It would probably be a good idea to use a simple accounting software like quickbooks etc.  It will make it easier when tax time comes around.

As for pricing...that is something that can be hard for everyone to figure out.  You should check what the others in your area are charging and use that as a guide.  Again, don't undersell yourself.  My instructor said that was one of the main reasons for people who tried and failed in this business.  Word of mouth is king in this type of thing...and if word gets around that you are cheap...you might get some work but you will have a heck of a time raising your prices to where you can make this thing fly.  Many photographers have even said that when they doubled their prices...their business doubled as well.  People tend to think that if they are paying more, they are getting a lot more (as long as there is perceived value).  If your price is low, they think your service is low and that your product isn't all that valuable.  Does that make sense?

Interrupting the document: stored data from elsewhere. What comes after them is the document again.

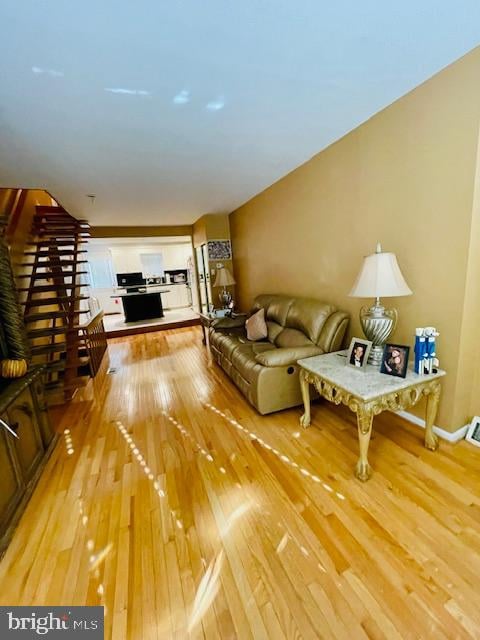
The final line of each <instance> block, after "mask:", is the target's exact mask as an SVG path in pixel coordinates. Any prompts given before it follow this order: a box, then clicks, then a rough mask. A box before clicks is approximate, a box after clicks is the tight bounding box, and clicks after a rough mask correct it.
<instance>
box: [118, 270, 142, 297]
mask: <svg viewBox="0 0 480 640" xmlns="http://www.w3.org/2000/svg"><path fill="white" fill-rule="evenodd" d="M145 282H146V280H145V278H144V277H143V273H142V272H141V271H134V272H132V273H117V284H118V286H119V287H126V288H127V290H128V293H135V292H137V291H138V290H139V288H140V287H143V286H145Z"/></svg>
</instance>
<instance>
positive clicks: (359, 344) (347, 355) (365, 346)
mask: <svg viewBox="0 0 480 640" xmlns="http://www.w3.org/2000/svg"><path fill="white" fill-rule="evenodd" d="M371 348H372V343H371V342H370V341H369V340H362V339H361V338H352V341H351V342H350V346H349V347H348V353H347V362H346V365H347V367H354V368H355V369H358V370H359V371H365V369H366V366H367V362H368V356H369V354H370V349H371Z"/></svg>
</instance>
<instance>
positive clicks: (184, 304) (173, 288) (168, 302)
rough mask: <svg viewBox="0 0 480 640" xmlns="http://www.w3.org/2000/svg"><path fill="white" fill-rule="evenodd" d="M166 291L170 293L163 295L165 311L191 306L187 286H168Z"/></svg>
mask: <svg viewBox="0 0 480 640" xmlns="http://www.w3.org/2000/svg"><path fill="white" fill-rule="evenodd" d="M165 291H167V292H168V293H162V304H163V308H164V309H180V308H182V307H189V306H190V297H189V295H188V288H187V285H186V284H169V285H166V287H165Z"/></svg>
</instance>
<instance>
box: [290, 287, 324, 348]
mask: <svg viewBox="0 0 480 640" xmlns="http://www.w3.org/2000/svg"><path fill="white" fill-rule="evenodd" d="M334 311H335V307H333V306H332V305H330V304H326V303H324V302H320V300H313V299H311V298H296V299H295V300H293V302H292V304H291V305H290V307H289V310H288V314H287V319H286V321H285V324H284V326H285V327H288V328H290V329H297V330H298V331H301V332H302V333H303V334H304V335H306V336H307V337H308V338H310V340H311V341H312V342H315V343H317V342H318V339H319V337H320V332H321V331H322V328H323V326H324V324H325V322H326V320H327V318H329V316H330V315H331V314H332V313H333V312H334ZM277 344H278V342H277ZM285 346H286V345H285Z"/></svg>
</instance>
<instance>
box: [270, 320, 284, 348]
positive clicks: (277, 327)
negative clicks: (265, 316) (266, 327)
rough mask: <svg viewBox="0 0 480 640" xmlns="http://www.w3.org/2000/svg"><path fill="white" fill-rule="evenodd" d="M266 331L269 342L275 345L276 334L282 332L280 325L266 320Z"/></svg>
mask: <svg viewBox="0 0 480 640" xmlns="http://www.w3.org/2000/svg"><path fill="white" fill-rule="evenodd" d="M267 329H268V340H269V342H271V343H272V344H275V340H276V338H277V336H278V334H279V333H281V332H282V331H283V327H282V325H281V324H278V322H273V320H267Z"/></svg>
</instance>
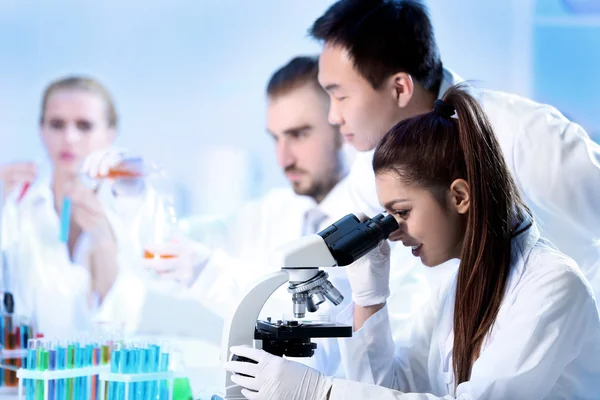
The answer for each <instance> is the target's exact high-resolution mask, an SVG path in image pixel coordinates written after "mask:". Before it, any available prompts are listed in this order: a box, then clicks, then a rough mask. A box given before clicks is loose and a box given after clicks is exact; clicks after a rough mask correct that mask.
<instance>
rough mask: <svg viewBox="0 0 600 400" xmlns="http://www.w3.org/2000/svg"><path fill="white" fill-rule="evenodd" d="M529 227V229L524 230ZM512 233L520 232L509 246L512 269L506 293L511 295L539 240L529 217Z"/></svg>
mask: <svg viewBox="0 0 600 400" xmlns="http://www.w3.org/2000/svg"><path fill="white" fill-rule="evenodd" d="M528 225H529V228H527V229H526V230H524V229H525V228H526V227H527V226H528ZM514 232H521V233H520V234H518V235H517V236H516V237H514V238H513V240H512V246H511V264H512V269H511V273H510V276H509V279H508V284H507V289H506V293H507V294H508V293H512V291H513V290H514V289H515V287H516V286H517V284H518V283H519V281H520V280H521V276H522V275H523V272H525V265H526V263H527V261H528V258H529V254H530V253H531V250H532V249H533V247H534V246H535V244H536V243H537V242H538V241H539V239H540V230H539V228H538V227H537V225H536V223H535V221H533V219H532V218H531V217H526V218H525V219H524V220H523V221H522V222H521V223H520V224H518V226H517V227H516V228H515V230H514Z"/></svg>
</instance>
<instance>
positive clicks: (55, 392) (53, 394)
mask: <svg viewBox="0 0 600 400" xmlns="http://www.w3.org/2000/svg"><path fill="white" fill-rule="evenodd" d="M47 349H48V370H50V371H54V370H56V366H57V360H56V358H57V353H56V344H55V343H53V342H50V343H48V346H47ZM48 400H61V399H57V398H56V380H51V381H49V382H48Z"/></svg>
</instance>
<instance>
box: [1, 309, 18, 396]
mask: <svg viewBox="0 0 600 400" xmlns="http://www.w3.org/2000/svg"><path fill="white" fill-rule="evenodd" d="M16 344H17V332H16V329H15V326H14V324H13V316H12V315H11V314H6V315H5V316H4V349H5V350H15V348H16ZM4 362H5V363H6V364H8V365H14V366H16V365H17V362H16V360H15V359H7V360H4ZM17 383H18V381H17V373H16V372H15V371H11V370H8V369H5V370H4V384H5V386H8V387H16V386H17Z"/></svg>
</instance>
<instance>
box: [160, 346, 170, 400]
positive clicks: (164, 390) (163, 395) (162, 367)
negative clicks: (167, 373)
mask: <svg viewBox="0 0 600 400" xmlns="http://www.w3.org/2000/svg"><path fill="white" fill-rule="evenodd" d="M168 370H169V352H168V350H167V349H166V346H164V345H163V348H162V349H161V352H160V360H159V365H158V372H167V371H168ZM168 399H169V385H168V381H166V380H161V381H160V382H159V397H158V400H168Z"/></svg>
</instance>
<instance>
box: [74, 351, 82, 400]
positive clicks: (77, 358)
mask: <svg viewBox="0 0 600 400" xmlns="http://www.w3.org/2000/svg"><path fill="white" fill-rule="evenodd" d="M73 351H74V354H73V358H74V360H75V362H74V368H75V369H81V368H83V357H84V353H85V349H84V348H83V347H82V345H81V342H76V343H75V344H74V346H73ZM83 380H84V378H83V377H79V378H75V381H74V382H73V399H74V400H76V399H84V398H85V397H84V393H83V391H82V382H83Z"/></svg>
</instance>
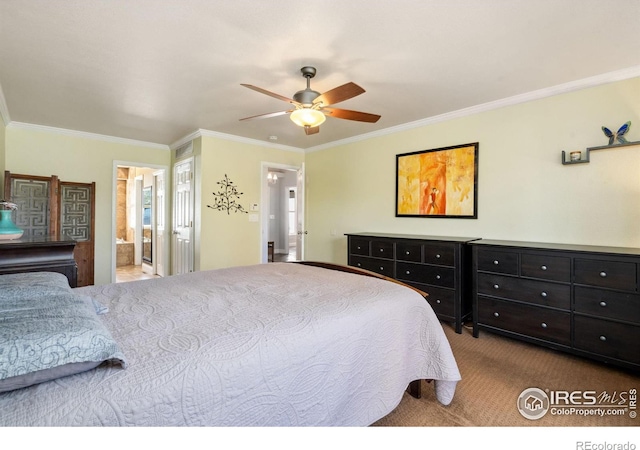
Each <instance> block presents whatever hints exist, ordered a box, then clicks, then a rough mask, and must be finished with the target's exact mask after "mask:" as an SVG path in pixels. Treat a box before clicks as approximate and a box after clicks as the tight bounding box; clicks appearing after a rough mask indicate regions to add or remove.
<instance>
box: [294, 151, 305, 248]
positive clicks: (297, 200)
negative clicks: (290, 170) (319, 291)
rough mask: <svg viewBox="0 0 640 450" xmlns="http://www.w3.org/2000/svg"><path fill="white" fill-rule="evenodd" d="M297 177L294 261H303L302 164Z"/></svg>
mask: <svg viewBox="0 0 640 450" xmlns="http://www.w3.org/2000/svg"><path fill="white" fill-rule="evenodd" d="M297 175H298V184H297V189H296V191H297V197H296V202H297V204H296V211H297V213H298V233H297V236H296V237H297V241H296V260H298V261H302V260H303V259H304V238H305V236H306V235H307V230H305V228H304V163H302V166H301V167H300V168H299V169H298V174H297Z"/></svg>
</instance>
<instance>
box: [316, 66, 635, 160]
mask: <svg viewBox="0 0 640 450" xmlns="http://www.w3.org/2000/svg"><path fill="white" fill-rule="evenodd" d="M639 76H640V66H634V67H629V68H627V69H622V70H618V71H616V72H609V73H605V74H602V75H596V76H594V77H590V78H584V79H581V80H576V81H571V82H569V83H564V84H559V85H557V86H552V87H548V88H544V89H539V90H537V91H531V92H526V93H524V94H518V95H514V96H512V97H507V98H503V99H500V100H495V101H492V102H487V103H482V104H480V105H474V106H470V107H468V108H463V109H459V110H457V111H451V112H448V113H444V114H440V115H437V116H433V117H428V118H426V119H421V120H416V121H415V122H408V123H404V124H401V125H398V126H395V127H390V128H385V129H383V130H377V131H373V132H371V133H366V134H361V135H358V136H353V137H350V138H347V139H342V140H339V141H333V142H328V143H326V144H322V145H317V146H315V147H309V148H307V149H306V150H305V153H310V152H315V151H318V150H325V149H328V148H333V147H337V146H339V145H346V144H351V143H354V142H359V141H364V140H366V139H372V138H375V137H380V136H386V135H389V134H393V133H398V132H401V131H405V130H410V129H413V128H418V127H423V126H426V125H431V124H434V123H439V122H445V121H447V120H452V119H458V118H461V117H466V116H471V115H474V114H479V113H481V112H486V111H491V110H494V109H498V108H503V107H505V106H513V105H517V104H520V103H527V102H530V101H533V100H540V99H543V98H546V97H553V96H554V95H560V94H566V93H569V92H573V91H577V90H580V89H586V88H590V87H595V86H600V85H602V84H607V83H613V82H616V81H622V80H627V79H630V78H635V77H639Z"/></svg>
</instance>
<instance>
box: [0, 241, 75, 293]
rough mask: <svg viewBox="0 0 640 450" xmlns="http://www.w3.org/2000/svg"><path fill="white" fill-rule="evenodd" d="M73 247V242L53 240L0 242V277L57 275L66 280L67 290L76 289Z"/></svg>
mask: <svg viewBox="0 0 640 450" xmlns="http://www.w3.org/2000/svg"><path fill="white" fill-rule="evenodd" d="M75 246H76V241H74V240H70V239H66V238H54V237H32V238H22V239H16V240H0V274H8V273H21V272H59V273H61V274H63V275H65V276H66V277H67V279H68V280H69V285H70V286H71V287H76V285H77V279H78V278H77V273H78V270H77V266H76V261H75V259H74V258H73V251H74V249H75Z"/></svg>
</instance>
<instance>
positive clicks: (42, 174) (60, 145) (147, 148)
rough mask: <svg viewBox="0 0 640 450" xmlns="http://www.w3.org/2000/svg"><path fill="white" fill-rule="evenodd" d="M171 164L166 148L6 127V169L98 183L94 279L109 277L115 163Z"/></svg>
mask: <svg viewBox="0 0 640 450" xmlns="http://www.w3.org/2000/svg"><path fill="white" fill-rule="evenodd" d="M114 161H127V162H131V163H141V164H149V165H166V166H167V167H169V166H170V161H171V155H170V152H169V150H168V149H166V150H163V149H159V148H152V147H146V146H142V145H135V144H128V143H119V142H107V141H104V140H97V139H91V138H87V137H83V136H82V135H77V136H76V135H68V134H62V133H58V132H49V131H46V130H40V129H29V128H22V127H14V126H12V125H11V124H10V125H9V126H8V127H7V129H6V157H5V166H6V170H9V171H10V172H13V173H19V174H28V175H40V176H51V175H57V176H58V177H59V178H60V180H62V181H74V182H80V183H90V182H93V181H95V183H96V229H95V236H96V245H95V283H96V284H105V283H110V282H111V268H112V256H111V255H112V212H113V206H112V196H113V195H112V194H113V183H114V176H113V162H114Z"/></svg>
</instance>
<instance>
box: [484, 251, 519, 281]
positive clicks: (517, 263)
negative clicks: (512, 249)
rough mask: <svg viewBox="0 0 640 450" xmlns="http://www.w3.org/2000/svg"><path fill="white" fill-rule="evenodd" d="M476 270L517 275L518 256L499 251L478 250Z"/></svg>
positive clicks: (510, 253)
mask: <svg viewBox="0 0 640 450" xmlns="http://www.w3.org/2000/svg"><path fill="white" fill-rule="evenodd" d="M478 270H481V271H485V272H496V273H504V274H509V275H517V274H518V254H517V253H513V252H503V251H499V250H487V249H483V248H481V249H478Z"/></svg>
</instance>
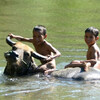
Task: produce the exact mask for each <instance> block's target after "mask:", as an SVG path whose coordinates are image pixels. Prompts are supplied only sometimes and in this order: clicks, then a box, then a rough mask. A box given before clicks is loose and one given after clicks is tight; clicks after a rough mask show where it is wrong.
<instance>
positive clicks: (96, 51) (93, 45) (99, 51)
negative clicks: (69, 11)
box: [90, 44, 100, 52]
mask: <svg viewBox="0 0 100 100" xmlns="http://www.w3.org/2000/svg"><path fill="white" fill-rule="evenodd" d="M90 51H92V52H100V49H99V47H98V46H97V44H94V45H92V46H91V47H90Z"/></svg>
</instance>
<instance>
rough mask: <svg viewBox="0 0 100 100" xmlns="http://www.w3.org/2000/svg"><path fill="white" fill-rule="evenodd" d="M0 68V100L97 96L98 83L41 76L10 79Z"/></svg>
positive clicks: (95, 81)
mask: <svg viewBox="0 0 100 100" xmlns="http://www.w3.org/2000/svg"><path fill="white" fill-rule="evenodd" d="M0 68H1V69H0V70H2V71H0V98H3V99H7V100H11V98H12V99H14V100H18V99H19V98H21V99H23V100H25V99H26V98H29V100H33V97H34V100H38V99H39V100H49V99H51V100H63V99H64V100H65V99H68V98H70V99H71V100H75V99H76V100H78V99H79V98H80V100H81V99H85V100H87V99H88V100H91V99H95V96H97V98H98V95H99V88H100V85H99V84H100V81H74V80H70V79H60V78H59V79H55V78H51V77H48V78H47V77H44V76H41V75H40V76H39V75H35V76H27V77H15V78H11V77H6V76H4V75H3V74H2V73H3V69H4V68H3V67H0ZM15 98H16V99H15ZM54 98H55V99H54Z"/></svg>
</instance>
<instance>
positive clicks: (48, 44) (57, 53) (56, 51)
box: [48, 44, 61, 60]
mask: <svg viewBox="0 0 100 100" xmlns="http://www.w3.org/2000/svg"><path fill="white" fill-rule="evenodd" d="M48 49H49V50H50V51H51V52H53V53H54V55H52V56H50V57H49V58H48V60H49V59H50V60H52V59H55V58H56V57H59V56H61V53H60V52H59V51H58V50H57V49H56V48H54V47H53V46H52V45H51V44H48Z"/></svg>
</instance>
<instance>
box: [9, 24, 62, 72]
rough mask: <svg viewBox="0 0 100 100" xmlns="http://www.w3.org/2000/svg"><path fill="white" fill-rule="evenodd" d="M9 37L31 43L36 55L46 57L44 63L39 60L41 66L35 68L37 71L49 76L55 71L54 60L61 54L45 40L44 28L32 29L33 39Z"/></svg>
mask: <svg viewBox="0 0 100 100" xmlns="http://www.w3.org/2000/svg"><path fill="white" fill-rule="evenodd" d="M9 36H10V37H11V38H15V39H17V40H19V41H26V42H30V43H32V44H33V45H34V47H35V50H36V52H37V53H39V54H41V55H44V56H47V59H46V60H45V61H44V60H40V62H41V65H40V66H39V67H38V68H37V70H38V71H42V72H44V74H49V73H51V72H52V71H54V70H55V69H56V63H55V58H56V57H59V56H60V55H61V53H60V52H59V51H58V50H57V49H56V48H54V47H53V46H52V45H51V44H50V43H48V42H47V41H46V40H45V38H46V37H47V34H46V28H45V27H44V26H43V25H38V26H35V27H34V28H33V38H24V37H22V36H18V35H14V34H9Z"/></svg>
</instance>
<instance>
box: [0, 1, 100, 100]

Are you shooting digital or film?  On of the biggest debates today is whether to sell prints or digital files.  In the old days, the photographer never gave up the negatives and made most of the money selling reprints and albums etc.  Now with the digital world, people want files.  But if you give them files, they can make their own prints so you loose that income.  People will even make illegal copies if you give them proofs...they probably don't even know it's illegal to make copies without your permission.  So what is the solution?  I haven't figured that one out yet.  It sure is easy to just charge more and give them the files...one problem then, is that you have less control over the final output.  They might print them on cheap typewriter paper and hang it on the wall, looking like crap...then tell people that it's your crappy photo.  If you sell the prints, you have full control.


----------



## Jim Gratiot (Mar 8, 2007)

> I have been reading resources online about starting a business and plan on hiring an accountant


 
I wouldn't spend a dime on an accountant... until you start making some money.  There are several "accounting for small business" books out there... and until you start pulling in the big bucks, your money would be better spent on marketing or research materials.

Same thing with incorporating and all of that... try this career out for 6 months... then if you still think it's what you want to do... then you can worry about the "technicalities" of running a business.

For the next few months, I'd just a) talk with photographers, b) read about photography, and c) take as many pictures as you can.



> I am wanting to go full time and just want to make realistic expectations especially for the first year.


 
I think that if you put everything you can into making your business work... I'd say that you should be able to make _at least_ $25,000 by next summer.  (But you truly have to eat, drink, and breathe your business... otherwise you'll make far less.)


----------